FBI Wanted To Throw 12000 'Dangerous' Americans In Jail w/out Habeas Corpus

This is a stark reminder as to how quickly our civil liberties can evaporate if we give up our freedoms under the guise of security.

The New York Times:

A newly declassified document shows that J. Edgar Hoover, the longtime director of the Federal Bureau of Investigation, had a plan to suspend habeas corpus and imprison some 12,000 Americans he suspected of disloyalty.

Hoover sent his plan to the White House on July 7, 1950, 12 days after the Korean War began. It envisioned putting suspect Americans in military prisons.

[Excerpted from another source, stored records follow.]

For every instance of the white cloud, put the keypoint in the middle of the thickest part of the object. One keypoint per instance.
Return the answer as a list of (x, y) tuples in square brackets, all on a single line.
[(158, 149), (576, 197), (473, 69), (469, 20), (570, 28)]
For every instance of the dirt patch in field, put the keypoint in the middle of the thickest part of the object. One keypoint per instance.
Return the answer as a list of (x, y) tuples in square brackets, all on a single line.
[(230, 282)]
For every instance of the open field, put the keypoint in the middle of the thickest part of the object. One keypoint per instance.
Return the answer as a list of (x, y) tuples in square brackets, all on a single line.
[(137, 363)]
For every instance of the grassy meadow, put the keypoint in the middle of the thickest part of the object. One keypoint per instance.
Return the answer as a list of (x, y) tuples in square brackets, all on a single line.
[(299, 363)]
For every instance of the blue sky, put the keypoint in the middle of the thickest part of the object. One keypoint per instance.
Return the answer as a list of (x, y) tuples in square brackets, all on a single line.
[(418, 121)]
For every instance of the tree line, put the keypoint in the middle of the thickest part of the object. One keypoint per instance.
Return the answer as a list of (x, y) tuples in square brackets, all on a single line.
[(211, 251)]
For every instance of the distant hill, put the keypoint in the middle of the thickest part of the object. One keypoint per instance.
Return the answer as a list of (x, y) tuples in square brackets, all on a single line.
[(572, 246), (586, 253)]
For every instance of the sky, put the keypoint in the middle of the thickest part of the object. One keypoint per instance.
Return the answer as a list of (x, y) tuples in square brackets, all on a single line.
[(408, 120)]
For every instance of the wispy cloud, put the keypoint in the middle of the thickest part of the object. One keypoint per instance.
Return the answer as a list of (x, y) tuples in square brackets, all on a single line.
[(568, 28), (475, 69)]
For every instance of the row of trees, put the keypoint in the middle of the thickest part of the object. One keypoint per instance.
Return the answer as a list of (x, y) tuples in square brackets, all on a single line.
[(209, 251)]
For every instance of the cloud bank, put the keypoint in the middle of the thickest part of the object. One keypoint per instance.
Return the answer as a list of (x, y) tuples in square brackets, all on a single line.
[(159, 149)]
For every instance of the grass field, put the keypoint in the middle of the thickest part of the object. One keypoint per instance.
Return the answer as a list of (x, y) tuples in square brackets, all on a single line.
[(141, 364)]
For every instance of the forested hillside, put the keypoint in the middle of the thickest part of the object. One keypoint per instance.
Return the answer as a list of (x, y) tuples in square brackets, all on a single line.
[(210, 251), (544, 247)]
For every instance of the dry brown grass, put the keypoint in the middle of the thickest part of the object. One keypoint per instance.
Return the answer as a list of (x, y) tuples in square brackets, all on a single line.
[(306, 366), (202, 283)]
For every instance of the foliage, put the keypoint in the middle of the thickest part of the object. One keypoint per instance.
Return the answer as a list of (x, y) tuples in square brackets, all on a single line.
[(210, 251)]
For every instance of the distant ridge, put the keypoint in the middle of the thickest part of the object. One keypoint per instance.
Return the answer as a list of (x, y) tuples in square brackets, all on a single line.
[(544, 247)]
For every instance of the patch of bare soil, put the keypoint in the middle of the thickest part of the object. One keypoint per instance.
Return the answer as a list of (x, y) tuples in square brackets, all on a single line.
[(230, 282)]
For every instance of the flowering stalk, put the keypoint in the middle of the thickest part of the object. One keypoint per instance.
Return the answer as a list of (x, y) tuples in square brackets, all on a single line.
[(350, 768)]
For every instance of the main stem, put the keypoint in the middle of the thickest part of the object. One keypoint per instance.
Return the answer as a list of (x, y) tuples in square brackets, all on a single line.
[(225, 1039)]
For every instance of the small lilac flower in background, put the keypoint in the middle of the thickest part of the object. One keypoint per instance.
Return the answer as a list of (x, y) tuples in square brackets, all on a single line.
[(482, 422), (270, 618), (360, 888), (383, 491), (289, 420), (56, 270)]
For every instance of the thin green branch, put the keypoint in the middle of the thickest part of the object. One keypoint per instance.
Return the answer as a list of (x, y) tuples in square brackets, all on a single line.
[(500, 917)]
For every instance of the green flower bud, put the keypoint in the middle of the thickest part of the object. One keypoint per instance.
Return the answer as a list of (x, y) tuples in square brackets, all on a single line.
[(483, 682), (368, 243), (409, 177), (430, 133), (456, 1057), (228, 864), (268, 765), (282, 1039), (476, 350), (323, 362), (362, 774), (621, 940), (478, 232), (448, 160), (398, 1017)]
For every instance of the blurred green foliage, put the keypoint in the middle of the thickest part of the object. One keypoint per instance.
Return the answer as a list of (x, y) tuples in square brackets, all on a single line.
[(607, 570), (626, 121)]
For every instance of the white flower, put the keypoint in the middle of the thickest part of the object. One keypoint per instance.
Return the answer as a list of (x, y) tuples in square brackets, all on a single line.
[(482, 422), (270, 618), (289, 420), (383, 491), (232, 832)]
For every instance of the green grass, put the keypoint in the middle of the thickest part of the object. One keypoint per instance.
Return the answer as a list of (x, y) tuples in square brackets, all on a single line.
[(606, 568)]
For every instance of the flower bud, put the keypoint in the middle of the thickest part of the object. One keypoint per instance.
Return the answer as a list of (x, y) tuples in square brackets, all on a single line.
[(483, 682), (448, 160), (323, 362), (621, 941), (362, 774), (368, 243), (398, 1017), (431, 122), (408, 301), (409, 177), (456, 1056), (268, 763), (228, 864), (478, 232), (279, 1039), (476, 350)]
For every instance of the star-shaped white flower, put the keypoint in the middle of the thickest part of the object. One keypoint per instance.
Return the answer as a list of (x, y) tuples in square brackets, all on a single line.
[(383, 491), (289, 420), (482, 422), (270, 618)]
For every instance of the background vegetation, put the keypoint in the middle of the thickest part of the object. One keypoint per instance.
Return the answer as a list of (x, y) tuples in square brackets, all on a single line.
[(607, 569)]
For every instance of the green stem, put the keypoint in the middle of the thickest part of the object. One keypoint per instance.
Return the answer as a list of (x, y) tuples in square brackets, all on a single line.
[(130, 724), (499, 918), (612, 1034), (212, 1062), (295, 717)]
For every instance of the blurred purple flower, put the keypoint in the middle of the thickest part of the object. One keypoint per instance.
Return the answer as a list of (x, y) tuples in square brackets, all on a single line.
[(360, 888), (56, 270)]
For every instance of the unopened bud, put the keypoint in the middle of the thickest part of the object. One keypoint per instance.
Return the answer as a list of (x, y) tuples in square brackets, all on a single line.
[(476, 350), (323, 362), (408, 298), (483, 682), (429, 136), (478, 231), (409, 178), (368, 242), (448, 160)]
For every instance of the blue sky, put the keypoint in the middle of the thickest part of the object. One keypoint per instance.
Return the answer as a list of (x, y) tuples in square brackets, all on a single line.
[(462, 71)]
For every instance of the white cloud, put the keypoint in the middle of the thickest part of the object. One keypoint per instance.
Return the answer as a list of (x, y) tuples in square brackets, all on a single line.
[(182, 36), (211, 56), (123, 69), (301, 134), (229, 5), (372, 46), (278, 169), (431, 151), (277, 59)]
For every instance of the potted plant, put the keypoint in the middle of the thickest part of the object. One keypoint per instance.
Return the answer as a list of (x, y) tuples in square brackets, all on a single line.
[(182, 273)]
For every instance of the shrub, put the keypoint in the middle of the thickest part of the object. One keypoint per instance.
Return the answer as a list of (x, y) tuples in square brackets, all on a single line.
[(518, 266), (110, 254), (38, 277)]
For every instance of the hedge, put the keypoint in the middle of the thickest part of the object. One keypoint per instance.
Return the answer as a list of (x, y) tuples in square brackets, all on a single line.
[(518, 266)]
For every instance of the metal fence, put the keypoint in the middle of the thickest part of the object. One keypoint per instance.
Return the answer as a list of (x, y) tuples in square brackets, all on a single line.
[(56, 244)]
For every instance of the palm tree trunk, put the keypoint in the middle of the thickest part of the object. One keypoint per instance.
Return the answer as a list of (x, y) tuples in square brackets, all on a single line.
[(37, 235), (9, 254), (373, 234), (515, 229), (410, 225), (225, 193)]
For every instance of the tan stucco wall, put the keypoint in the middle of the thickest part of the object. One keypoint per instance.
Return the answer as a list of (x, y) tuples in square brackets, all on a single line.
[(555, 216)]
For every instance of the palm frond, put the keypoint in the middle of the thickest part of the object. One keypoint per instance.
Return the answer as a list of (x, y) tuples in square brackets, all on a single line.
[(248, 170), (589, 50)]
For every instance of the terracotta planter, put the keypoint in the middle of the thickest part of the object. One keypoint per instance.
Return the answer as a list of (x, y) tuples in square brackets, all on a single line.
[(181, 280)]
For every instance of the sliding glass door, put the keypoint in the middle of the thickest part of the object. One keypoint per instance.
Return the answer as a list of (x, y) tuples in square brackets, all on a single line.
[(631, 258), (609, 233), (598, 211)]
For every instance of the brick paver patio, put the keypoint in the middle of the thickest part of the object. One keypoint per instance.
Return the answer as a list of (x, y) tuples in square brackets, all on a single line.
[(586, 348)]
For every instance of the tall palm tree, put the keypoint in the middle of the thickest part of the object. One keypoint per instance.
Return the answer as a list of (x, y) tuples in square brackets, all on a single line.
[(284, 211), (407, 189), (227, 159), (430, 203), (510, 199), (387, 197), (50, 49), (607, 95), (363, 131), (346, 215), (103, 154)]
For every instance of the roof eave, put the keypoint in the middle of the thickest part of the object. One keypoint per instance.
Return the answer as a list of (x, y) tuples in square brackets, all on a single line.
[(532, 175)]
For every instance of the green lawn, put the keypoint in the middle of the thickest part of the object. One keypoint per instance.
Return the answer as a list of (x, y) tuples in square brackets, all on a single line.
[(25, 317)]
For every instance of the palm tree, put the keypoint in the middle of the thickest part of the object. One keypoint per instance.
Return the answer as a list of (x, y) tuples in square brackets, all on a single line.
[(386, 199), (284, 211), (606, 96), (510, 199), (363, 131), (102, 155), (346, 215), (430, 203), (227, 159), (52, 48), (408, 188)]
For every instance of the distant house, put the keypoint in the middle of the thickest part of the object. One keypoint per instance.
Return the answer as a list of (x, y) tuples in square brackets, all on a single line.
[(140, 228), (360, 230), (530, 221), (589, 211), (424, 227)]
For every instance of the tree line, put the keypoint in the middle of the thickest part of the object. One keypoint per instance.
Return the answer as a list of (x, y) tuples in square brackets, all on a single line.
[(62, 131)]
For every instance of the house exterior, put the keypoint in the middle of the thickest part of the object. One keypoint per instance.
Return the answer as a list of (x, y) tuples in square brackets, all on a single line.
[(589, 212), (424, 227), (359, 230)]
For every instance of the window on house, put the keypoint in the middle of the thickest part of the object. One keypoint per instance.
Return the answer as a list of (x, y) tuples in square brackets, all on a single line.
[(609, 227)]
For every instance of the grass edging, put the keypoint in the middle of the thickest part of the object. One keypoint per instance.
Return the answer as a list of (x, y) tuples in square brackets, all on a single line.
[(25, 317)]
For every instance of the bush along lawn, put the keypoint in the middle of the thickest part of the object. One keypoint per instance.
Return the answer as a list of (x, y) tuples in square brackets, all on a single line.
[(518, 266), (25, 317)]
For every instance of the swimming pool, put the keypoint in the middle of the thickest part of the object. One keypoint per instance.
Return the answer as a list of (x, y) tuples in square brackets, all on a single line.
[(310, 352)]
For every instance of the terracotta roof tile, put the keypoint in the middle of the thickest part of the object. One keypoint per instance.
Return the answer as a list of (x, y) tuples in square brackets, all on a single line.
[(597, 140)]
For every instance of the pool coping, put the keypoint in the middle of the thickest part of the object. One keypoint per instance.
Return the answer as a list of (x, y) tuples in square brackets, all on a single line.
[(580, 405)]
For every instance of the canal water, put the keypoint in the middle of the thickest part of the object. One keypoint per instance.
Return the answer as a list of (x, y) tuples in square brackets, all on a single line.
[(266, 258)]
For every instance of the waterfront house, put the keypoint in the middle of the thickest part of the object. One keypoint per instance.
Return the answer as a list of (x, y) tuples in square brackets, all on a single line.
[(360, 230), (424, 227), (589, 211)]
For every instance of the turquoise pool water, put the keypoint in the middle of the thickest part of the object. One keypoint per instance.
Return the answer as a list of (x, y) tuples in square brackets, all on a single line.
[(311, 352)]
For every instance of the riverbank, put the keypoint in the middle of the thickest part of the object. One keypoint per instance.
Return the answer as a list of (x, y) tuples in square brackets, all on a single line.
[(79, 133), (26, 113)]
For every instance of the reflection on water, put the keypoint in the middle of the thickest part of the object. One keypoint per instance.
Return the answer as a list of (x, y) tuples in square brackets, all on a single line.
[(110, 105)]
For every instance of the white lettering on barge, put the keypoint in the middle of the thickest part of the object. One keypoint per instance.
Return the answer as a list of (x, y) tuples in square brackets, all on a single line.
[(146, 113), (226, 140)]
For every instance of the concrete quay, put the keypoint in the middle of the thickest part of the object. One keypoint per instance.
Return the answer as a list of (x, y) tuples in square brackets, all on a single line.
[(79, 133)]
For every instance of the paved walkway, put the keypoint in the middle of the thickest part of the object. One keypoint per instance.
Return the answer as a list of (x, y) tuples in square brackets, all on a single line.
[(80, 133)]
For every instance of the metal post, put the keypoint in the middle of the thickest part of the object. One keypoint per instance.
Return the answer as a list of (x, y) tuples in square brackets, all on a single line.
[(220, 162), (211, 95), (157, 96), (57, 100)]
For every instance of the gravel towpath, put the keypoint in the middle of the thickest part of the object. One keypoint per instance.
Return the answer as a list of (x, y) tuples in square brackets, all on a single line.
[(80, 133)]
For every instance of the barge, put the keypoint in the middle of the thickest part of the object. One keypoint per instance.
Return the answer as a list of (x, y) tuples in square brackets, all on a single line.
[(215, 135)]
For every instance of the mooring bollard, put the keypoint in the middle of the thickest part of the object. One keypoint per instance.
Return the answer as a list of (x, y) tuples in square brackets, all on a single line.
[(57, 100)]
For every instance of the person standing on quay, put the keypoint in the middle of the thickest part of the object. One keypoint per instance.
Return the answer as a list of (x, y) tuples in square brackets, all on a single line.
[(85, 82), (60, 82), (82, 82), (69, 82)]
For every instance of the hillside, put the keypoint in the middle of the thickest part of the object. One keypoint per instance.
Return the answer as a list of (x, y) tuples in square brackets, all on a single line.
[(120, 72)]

Hoover wanted President Harry S. Truman to proclaim the mass arrests necessary to “protect the country against treason, espionage and sabotage.” The F.B.I would “apprehend all individuals potentially dangerous” to national security, Hoover’s proposal said. The arrests would be carried out under “a master warrant attached to a list of names” provided by the bureau.

After the terrorist attacks of Sept. 11, 2001, President Bush issued an order that effectively allowed the United States to hold suspects indefinitely without a hearing, a lawyer, or formal charges. In September 2006, Congress passed a law suspending habeas corpus for anyone deemed an “unlawful enemy combatant.”


As FBI Director, Edgar Hoover thought that the Korean War was enough reason to detain 12,000 Americans he suspected of disloyalty, and under a less courageous president this advice would have been acted upon. How would things have been different today? Would the Republicans and 12 Democrats who supported the 2006 bill allowed 12,000 countrymen to be whisked away without any legal hearings? They might argue that they wouldn't, but they legally paved the way for that very thing to happen. We have already let them take far too many steps in wiping away our civil liberties, let's make sure we don't let them take anymore.


Has there really been any sustained period in the last 70 years wherein the U.S. has not either been in direct conflict or at the very least claimed the serious threat of it? Were we to give into this fear we'd live in a permanent state of emergency, outright doing away with the democracy that the nation prides itself in. Congress, voted on by Republicans (all except 3) and 12 Democrats, eliminated Habeas Corpus without us making much of a fuss in 2006. The Supreme Court has since overruled that piece of legislation for American citizens, but that does not change two important facts: 1) Legal American residents can be detained indefinitely if they are determined a security threat without any right to a court hearing, and 2) Were it not for the Supreme Court, Congress would have allowed the same to take place for U.S. Citizens.